Countryside Agency

From Wikipedia, the free encyclopedia
  (Redirected from The Countryside Agency)
Jump to: navigation, search

The Countryside Agency in England was a statutory body set up in 1999 with the task of improving the quality of the rural environment and the lives of those living in it. The Agency was formed by merging the Countryside Commission and the Rural Development Commission. Its powers were inherited from those bodies.

Its main aims were to 'conserve and enhance England's countryside, spread social and economic opportunity for the people who live there and help everyone, wherever they live and whatever their background to enjoy the countryside and share in this priceless asset more'. Funding came from the Department for Environment, Food and Rural Affairs (Defra) as an annual budget of around £100 million. The Agency was based in Cheltenham with smaller offices in London and the regions. Total staff numbers were around 600.

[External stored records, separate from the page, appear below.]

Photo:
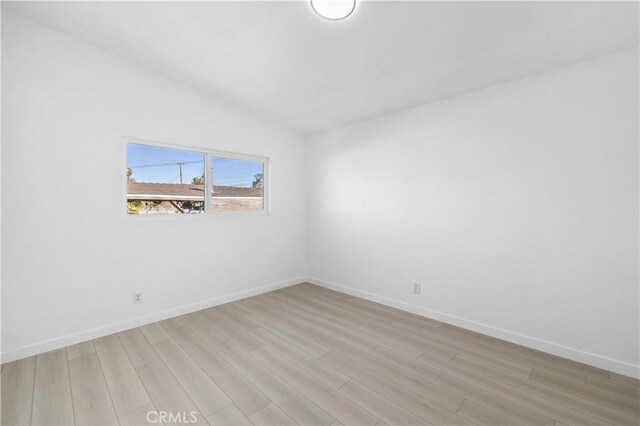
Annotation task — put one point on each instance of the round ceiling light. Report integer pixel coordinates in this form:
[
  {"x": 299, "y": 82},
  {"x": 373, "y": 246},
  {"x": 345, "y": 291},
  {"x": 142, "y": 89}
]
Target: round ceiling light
[{"x": 333, "y": 10}]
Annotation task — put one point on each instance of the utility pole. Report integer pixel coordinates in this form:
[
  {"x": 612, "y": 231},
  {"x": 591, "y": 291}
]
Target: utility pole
[{"x": 180, "y": 165}]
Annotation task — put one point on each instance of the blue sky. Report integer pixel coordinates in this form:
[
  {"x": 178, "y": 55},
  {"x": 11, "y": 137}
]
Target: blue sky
[{"x": 159, "y": 165}]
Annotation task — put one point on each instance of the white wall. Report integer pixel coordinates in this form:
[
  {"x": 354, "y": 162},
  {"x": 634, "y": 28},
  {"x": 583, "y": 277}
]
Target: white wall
[
  {"x": 71, "y": 260},
  {"x": 516, "y": 207}
]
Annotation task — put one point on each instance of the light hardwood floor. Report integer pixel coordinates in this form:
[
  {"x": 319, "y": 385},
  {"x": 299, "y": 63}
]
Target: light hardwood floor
[{"x": 308, "y": 355}]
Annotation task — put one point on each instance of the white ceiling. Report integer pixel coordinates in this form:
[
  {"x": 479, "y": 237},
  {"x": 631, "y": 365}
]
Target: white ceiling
[{"x": 281, "y": 61}]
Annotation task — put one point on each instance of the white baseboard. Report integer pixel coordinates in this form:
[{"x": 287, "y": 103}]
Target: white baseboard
[
  {"x": 573, "y": 354},
  {"x": 94, "y": 333}
]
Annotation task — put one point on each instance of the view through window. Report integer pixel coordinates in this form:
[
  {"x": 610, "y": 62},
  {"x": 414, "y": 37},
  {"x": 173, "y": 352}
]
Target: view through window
[
  {"x": 164, "y": 181},
  {"x": 237, "y": 184}
]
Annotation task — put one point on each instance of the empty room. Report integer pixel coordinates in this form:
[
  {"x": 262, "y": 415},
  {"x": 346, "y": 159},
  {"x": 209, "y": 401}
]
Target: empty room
[{"x": 325, "y": 212}]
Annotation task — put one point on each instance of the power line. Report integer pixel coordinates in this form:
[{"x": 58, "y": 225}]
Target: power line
[{"x": 177, "y": 163}]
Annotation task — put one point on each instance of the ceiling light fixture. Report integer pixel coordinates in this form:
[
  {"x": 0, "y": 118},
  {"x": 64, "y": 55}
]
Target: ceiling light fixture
[{"x": 333, "y": 10}]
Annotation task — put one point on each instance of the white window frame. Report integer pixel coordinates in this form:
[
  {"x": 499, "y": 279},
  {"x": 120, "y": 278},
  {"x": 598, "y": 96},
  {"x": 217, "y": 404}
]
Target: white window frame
[{"x": 208, "y": 184}]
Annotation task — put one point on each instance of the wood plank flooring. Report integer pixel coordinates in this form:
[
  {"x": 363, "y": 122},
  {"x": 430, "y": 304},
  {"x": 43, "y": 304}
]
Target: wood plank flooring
[{"x": 312, "y": 356}]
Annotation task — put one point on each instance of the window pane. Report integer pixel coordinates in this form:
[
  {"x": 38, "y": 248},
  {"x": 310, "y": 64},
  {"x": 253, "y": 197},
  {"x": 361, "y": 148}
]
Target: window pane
[
  {"x": 164, "y": 181},
  {"x": 237, "y": 184}
]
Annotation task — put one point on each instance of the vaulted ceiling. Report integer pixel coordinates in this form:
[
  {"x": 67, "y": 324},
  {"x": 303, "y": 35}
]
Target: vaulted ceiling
[{"x": 283, "y": 62}]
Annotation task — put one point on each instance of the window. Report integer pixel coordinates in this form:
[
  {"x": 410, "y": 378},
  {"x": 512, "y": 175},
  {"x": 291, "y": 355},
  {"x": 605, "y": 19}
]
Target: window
[
  {"x": 237, "y": 184},
  {"x": 166, "y": 180}
]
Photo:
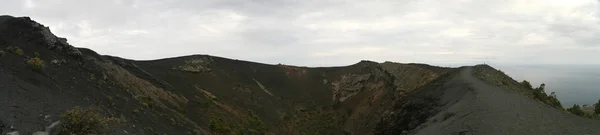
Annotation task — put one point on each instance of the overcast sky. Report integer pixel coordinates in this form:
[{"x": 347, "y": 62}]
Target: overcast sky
[{"x": 329, "y": 32}]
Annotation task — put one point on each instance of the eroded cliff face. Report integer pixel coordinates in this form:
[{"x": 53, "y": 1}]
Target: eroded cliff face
[{"x": 182, "y": 94}]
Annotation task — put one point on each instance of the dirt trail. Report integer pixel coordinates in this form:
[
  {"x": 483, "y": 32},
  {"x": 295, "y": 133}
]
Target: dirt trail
[{"x": 488, "y": 109}]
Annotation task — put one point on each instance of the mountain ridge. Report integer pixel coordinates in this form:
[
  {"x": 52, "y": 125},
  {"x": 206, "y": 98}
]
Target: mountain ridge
[{"x": 203, "y": 94}]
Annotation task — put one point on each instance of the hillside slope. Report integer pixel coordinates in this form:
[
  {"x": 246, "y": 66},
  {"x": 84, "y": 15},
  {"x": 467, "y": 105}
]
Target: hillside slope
[
  {"x": 197, "y": 94},
  {"x": 464, "y": 104}
]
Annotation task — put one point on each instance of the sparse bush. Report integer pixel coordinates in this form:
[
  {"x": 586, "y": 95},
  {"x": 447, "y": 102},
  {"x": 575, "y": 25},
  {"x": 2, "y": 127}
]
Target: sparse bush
[
  {"x": 576, "y": 109},
  {"x": 15, "y": 50},
  {"x": 217, "y": 126},
  {"x": 36, "y": 63},
  {"x": 447, "y": 115},
  {"x": 79, "y": 121},
  {"x": 597, "y": 108},
  {"x": 527, "y": 84},
  {"x": 252, "y": 126}
]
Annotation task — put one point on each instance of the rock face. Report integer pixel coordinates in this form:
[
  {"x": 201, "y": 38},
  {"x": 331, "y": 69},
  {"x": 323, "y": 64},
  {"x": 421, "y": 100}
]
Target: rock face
[
  {"x": 349, "y": 85},
  {"x": 196, "y": 65},
  {"x": 25, "y": 27}
]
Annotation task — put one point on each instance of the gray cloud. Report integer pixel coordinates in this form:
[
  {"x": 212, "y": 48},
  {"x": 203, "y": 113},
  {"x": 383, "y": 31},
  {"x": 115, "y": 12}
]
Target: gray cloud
[{"x": 329, "y": 32}]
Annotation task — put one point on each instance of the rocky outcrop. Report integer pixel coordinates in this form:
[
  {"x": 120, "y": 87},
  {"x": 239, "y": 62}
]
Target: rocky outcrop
[
  {"x": 196, "y": 65},
  {"x": 349, "y": 85}
]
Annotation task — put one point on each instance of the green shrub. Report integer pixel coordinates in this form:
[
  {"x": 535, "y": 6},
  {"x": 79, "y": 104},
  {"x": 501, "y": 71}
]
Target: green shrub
[
  {"x": 252, "y": 126},
  {"x": 597, "y": 108},
  {"x": 576, "y": 109},
  {"x": 79, "y": 121},
  {"x": 15, "y": 50},
  {"x": 18, "y": 51},
  {"x": 36, "y": 63}
]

Following a review by Christopher Haskins, Baron Haskins of Skidby of several Government organisations involved in rural policy and delivery, the Natural Environment and Rural Communities Act 2006 [1] merged those parts of the Countryside Agency charged with environmental activity with English Nature and parts of the Rural Development Service to form Natural England. The socio-economic functions of the Agency were merged with the Regional Development Agencies. The remaining part of the Countryside Agency, largely research and policy functions, became the Commission for Rural Communities.